UPDATE 2-Vontobel ditches revenue goal as new money flatlines
* No net new money in first-half of 2014
* H1 net profit 73.5 mln sfr vs forecast of 70.8 mln sfr
* To complete share buy-back from Raiffeisen in late-August (Adds detail, investor comment, updates share price)
ZURICH, July 30 (Reuters) - Swiss bank Vontobel Holding has scrapped its revenue target after failing to attract any net new funds from clients in the first half of 2014, blaming investors' concerns over emerging markets earlier in the year.
Jitters about slower growth in China, reduced support from U.S. monetary policy and tensions over Ukraine led many investors earlier this year to pull out of emerging markets, an area where Vontobel is a major player with its star fund manager running one of the world's largest emerging-market funds.
These outflows meant net new money at Vontobel for the first half of the year was zero, as modest gains at its private bank were cancelled out by outflows at its asset management arm.
Vontobel Chief Executive Zeno Staub said on Wednesday that fund withdrawals from the emerging market sell-off were confined to the first three months of the year, and voiced optimism that the bank would post inflows in the second half.
Zurich-based Vontobel also said it would now focus on profitability, effectively ditching a revenue target of more than 1 billion Swiss francs ($1.10 billion) this year.
"Top-line (revenue) is quite heavily effected also by market circumstances that are not under the control of the management," CEO Staub said in a media call. "So we want to focus more on profitability and bottom-line measures."
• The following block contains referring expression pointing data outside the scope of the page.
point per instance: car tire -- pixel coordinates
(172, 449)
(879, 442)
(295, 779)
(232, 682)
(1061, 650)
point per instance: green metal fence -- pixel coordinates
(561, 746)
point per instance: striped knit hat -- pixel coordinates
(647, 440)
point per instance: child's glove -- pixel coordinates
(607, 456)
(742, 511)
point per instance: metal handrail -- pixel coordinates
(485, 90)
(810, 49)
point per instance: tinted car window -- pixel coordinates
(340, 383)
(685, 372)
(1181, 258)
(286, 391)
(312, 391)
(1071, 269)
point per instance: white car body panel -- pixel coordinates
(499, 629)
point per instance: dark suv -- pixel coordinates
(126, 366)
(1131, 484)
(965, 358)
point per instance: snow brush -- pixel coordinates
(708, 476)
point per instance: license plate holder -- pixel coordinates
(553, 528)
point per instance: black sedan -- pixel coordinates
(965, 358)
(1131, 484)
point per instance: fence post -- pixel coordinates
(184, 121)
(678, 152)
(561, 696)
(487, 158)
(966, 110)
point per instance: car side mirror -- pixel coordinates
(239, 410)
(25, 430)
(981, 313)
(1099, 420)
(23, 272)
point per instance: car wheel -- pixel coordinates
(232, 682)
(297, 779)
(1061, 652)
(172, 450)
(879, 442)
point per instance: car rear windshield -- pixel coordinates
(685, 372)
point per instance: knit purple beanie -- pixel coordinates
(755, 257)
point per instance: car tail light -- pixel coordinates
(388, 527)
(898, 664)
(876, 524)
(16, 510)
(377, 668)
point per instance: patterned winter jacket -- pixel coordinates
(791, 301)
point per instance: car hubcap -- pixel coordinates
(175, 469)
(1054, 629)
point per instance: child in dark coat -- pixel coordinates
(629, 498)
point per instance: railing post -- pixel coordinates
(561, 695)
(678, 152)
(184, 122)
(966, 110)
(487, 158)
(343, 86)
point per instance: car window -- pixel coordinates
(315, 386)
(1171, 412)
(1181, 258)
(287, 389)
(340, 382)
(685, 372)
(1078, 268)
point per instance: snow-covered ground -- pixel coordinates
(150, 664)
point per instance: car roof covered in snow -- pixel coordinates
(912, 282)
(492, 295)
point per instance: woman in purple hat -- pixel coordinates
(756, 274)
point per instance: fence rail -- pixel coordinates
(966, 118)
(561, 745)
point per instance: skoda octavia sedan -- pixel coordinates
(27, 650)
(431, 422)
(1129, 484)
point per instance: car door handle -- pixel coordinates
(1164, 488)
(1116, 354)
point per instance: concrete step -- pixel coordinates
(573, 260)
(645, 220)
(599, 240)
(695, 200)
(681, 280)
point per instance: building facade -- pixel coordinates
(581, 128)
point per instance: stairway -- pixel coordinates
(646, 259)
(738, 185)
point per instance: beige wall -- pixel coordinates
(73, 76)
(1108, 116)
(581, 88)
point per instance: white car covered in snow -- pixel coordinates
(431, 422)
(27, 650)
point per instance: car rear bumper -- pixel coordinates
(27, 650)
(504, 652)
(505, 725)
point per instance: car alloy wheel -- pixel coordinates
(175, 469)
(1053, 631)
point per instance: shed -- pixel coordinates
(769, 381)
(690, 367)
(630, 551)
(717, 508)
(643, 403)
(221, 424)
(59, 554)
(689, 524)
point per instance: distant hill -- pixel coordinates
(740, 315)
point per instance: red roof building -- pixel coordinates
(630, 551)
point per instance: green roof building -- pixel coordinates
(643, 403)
The bank's first-half net profit was 73.5 million francs. This topped expectations in an analyst poll conducted by Reuters, which averaged 70.8 million francs.
Vontobel left most of its medium-term goals to 2017 more or less the same, but added it was now targeting a payout ratio to shareholders of over 50 percent of profits if its business performs as planned, copying similar pledges from Switzerland's two largest banks, UBS and Credit Suisse.
However, given the bank's average dividend yield over the past five years stood at nearly 64 percent, according to Thomson Reuters data, one analyst thought the family-controlled bank's targets did not seem very ambitious.
Vontobel's capital edged up to 26.1 percent of risk-weighted positions in the first half of the year, further above minimums under Basel III international rules that do not come into effect until 2019.
One fund manager said the bank's large capital holdings made it less attractive to some investors.
"Vontobel is clearly over capitalised, which pressures returns on our invested capital as shareholders," said Thomas Braun, a Zurich-based fund manager at Braun von Wyss & Mueller who owns a stake in Vontobel.
At 1220 GMT Vontobel shares were down 1.1 percent, lagging the broader European sector, which was up 0.8 percent.
Vontobel also said the cost of buying back 12.5 percent of its shares from Swiss retail bank Raiffeisen - a deal that was announced last month - would be around 270 million francs. Chief Financial Officer Martin Sieg told reporters this transaction would close in late-August.
Despite this outlay, CEO Staub said the bank has substantial firepower for acquisitions and could tap the market for hybrid capital if needed.
Vontobel has been hesitant about going back into the M&A market since it bought Commerzbank's Swiss arm in 2009.
Staub also confirmed the bank sees itself among firms that have not committed U.S. tax-related offences, under a U.S. programme aimed at settling allegations of tax evasion.